Saya rasa idiologi bagi kaum sekular yakni cara smart memperbudak insan lewat pemikiran yang dijejalkan oleh filsup otopis. Orang sadar tak ingin lagi diperbudak. Ideologi hari ini telah mati, telah berganti dengan pragmatisme. The game is over.Namun ini tidak disadari oleh Parpol Islam atau partai berbasis ormas Islam. Mereka masih asyik dengan mastur politik perihal Islam namun gagal menunaikan misi rahmatanlilalaminItulah mengapa Islam harus tampil sebagai sebuah solusi nyata, bukan dalam bentuk politik pedoman tapi dalam bentuk perilaku mental atau tabiat islami bagi siapa saja yang beragama Islam. Karena dalam Islam, system yakni tabiat itu sendiri atau yang disebut dengan tabiat mulia. Filsafat ekonomi islam dengan tegas  menempatkan Tuhan sebagai titik awal dan titik simpulan dari semua permasalahan ( QS 2:156). Islam tidak mengenal istilah capitalism atau socialism. Namun dapat saja ia ibarat sosialis dan juga kapitalis. Atau istilah mesranya pragmatism islami.
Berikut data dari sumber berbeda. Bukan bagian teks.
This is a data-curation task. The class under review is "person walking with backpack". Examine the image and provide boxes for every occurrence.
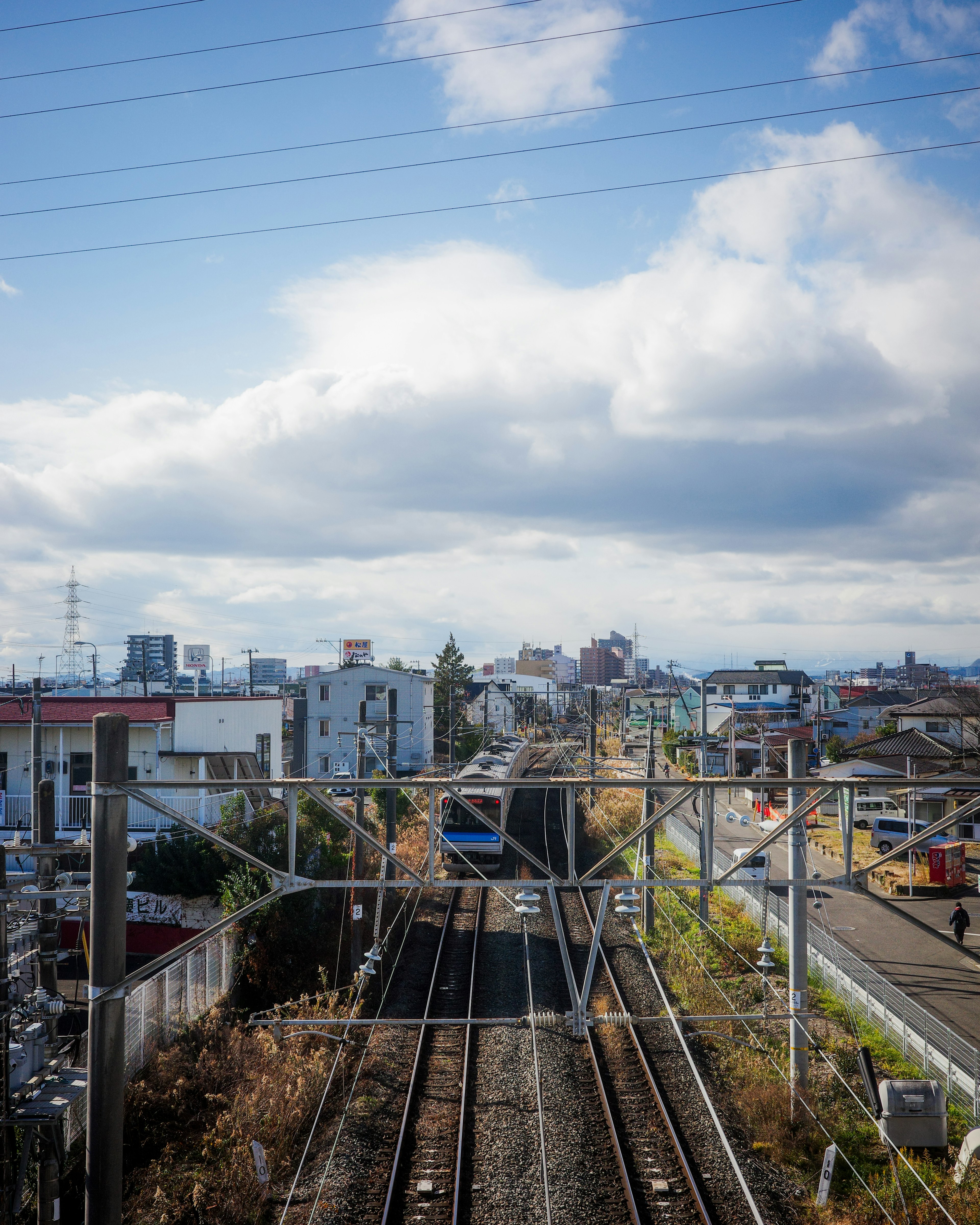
[949,902,970,944]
Ekonomi dalam islam yakni sistem ekonomi Akhlak, yang menempatkan kebenaran, kebaikan dan keadilan diatas segala galanya. Sumber kebenaran , kebaikan, keadilan itu bukan hanya didasarkan pada norma norma budaya dan nalar insan saja tapi menurut titah Illahi yang diteladankan oleh Rasul. Jadi mengapa tidak gunakan pragmatism yang islami? apapun itu baik asalkan sesuai kata Allah.Mungkinkah? semoga...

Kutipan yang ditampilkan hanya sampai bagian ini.